Effect of electrode surface micro-protrusions on the breakdown time delay and jitter for nanosecond pulsed gas discharge under hundreds of kV/cm in sulfur hexafluoride

Abstract

For nanosecond pulsed gas discharge under hundreds of kV/cm in sulfur hexafluoride (SF6), the electric field emission (EFE) effect may be the mechanism of the initial electrons. Electrode surface micro-protrusions (ESMPs) generated after discharging, would affect the discharge process under a high electric field. To investigate the effect of ESMPs on the breakdown time delay and jitter, the breakdown characteristics of different electrode materials and surface roughness are determined in this paper.
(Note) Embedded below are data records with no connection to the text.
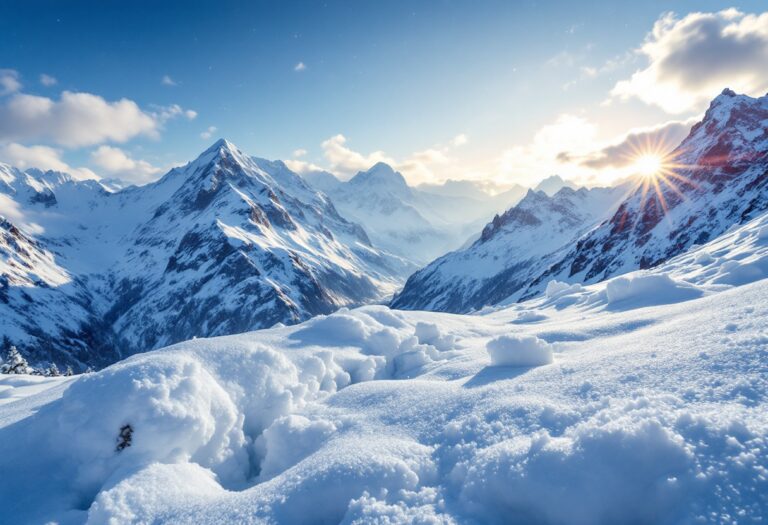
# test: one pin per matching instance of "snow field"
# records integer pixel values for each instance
(639, 400)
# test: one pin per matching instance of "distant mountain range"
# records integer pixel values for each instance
(416, 223)
(227, 243)
(91, 272)
(718, 177)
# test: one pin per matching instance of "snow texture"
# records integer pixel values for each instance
(650, 408)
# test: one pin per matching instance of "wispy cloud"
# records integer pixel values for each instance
(117, 163)
(693, 58)
(41, 157)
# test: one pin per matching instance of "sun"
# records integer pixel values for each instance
(649, 165)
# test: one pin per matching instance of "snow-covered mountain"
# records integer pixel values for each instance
(511, 251)
(553, 184)
(716, 178)
(225, 244)
(719, 178)
(414, 223)
(641, 399)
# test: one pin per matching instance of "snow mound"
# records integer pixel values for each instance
(556, 289)
(519, 350)
(648, 289)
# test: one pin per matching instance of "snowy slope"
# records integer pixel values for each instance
(553, 184)
(414, 223)
(225, 244)
(720, 178)
(510, 252)
(640, 400)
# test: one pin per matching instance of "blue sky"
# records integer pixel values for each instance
(441, 89)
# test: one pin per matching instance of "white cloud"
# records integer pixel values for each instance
(346, 161)
(117, 163)
(80, 119)
(208, 133)
(660, 139)
(537, 160)
(9, 81)
(459, 140)
(302, 166)
(77, 119)
(165, 113)
(691, 59)
(41, 157)
(48, 80)
(426, 166)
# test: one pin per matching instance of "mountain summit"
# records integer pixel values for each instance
(225, 244)
(717, 177)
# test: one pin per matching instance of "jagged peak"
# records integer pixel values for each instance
(222, 145)
(381, 173)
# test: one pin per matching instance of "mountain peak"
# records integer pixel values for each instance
(220, 146)
(553, 184)
(381, 174)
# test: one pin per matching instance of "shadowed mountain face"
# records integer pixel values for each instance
(718, 177)
(227, 243)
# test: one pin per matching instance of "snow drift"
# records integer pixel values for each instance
(651, 412)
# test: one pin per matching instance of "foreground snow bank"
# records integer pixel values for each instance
(526, 350)
(654, 411)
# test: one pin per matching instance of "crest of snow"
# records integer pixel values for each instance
(519, 350)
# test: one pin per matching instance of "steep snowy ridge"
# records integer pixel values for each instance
(719, 178)
(225, 244)
(716, 178)
(414, 223)
(511, 251)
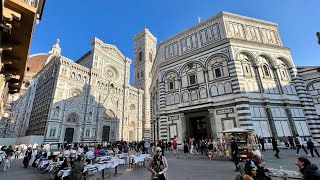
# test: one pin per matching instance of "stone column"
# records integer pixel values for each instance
(183, 134)
(278, 83)
(271, 122)
(258, 78)
(213, 127)
(291, 121)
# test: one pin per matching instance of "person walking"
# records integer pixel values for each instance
(250, 173)
(311, 147)
(77, 169)
(234, 152)
(308, 170)
(261, 141)
(27, 157)
(275, 147)
(291, 142)
(299, 145)
(158, 166)
(186, 149)
(175, 148)
(286, 142)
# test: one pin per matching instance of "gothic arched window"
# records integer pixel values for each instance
(265, 69)
(150, 56)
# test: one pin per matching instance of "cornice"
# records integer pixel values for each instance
(248, 19)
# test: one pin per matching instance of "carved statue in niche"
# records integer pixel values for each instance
(90, 117)
(56, 112)
(81, 132)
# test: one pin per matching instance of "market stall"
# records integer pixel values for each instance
(245, 140)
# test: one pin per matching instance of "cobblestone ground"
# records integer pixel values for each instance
(197, 168)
Three types of electrode materials include stainless 304L, EDM-AF5 graphite, and CuW70 W-Cu alloy. The influences of stainless 304L electrodes with surface roughness coefficients of 1.6 and 0.8 on the breakdown delay and jitter are compared. After 700 discharge shots, the morphology characteristics and distributions of ESMPs are observed by a contourgraph. Based on the statistical results of ESMPs and EFE theory, the relationship between the electric field of EFE and ESMPs can be calculated. In addition, the effective electron rates of negative ion detachment (NID) are estimated. The experimental and calculation results indicate that the initial electrons are mainly produced by the EFE effect. When the pressure is below 0.5 MPa, the NID effect is limited and the breakdown time delay and jitter are dependent on the height to radius ratio and distributions of ESMPs. Once the pressure exceeds 0.5 MPa, the NID effect will be significant and the influence of ESMPs can be neglected.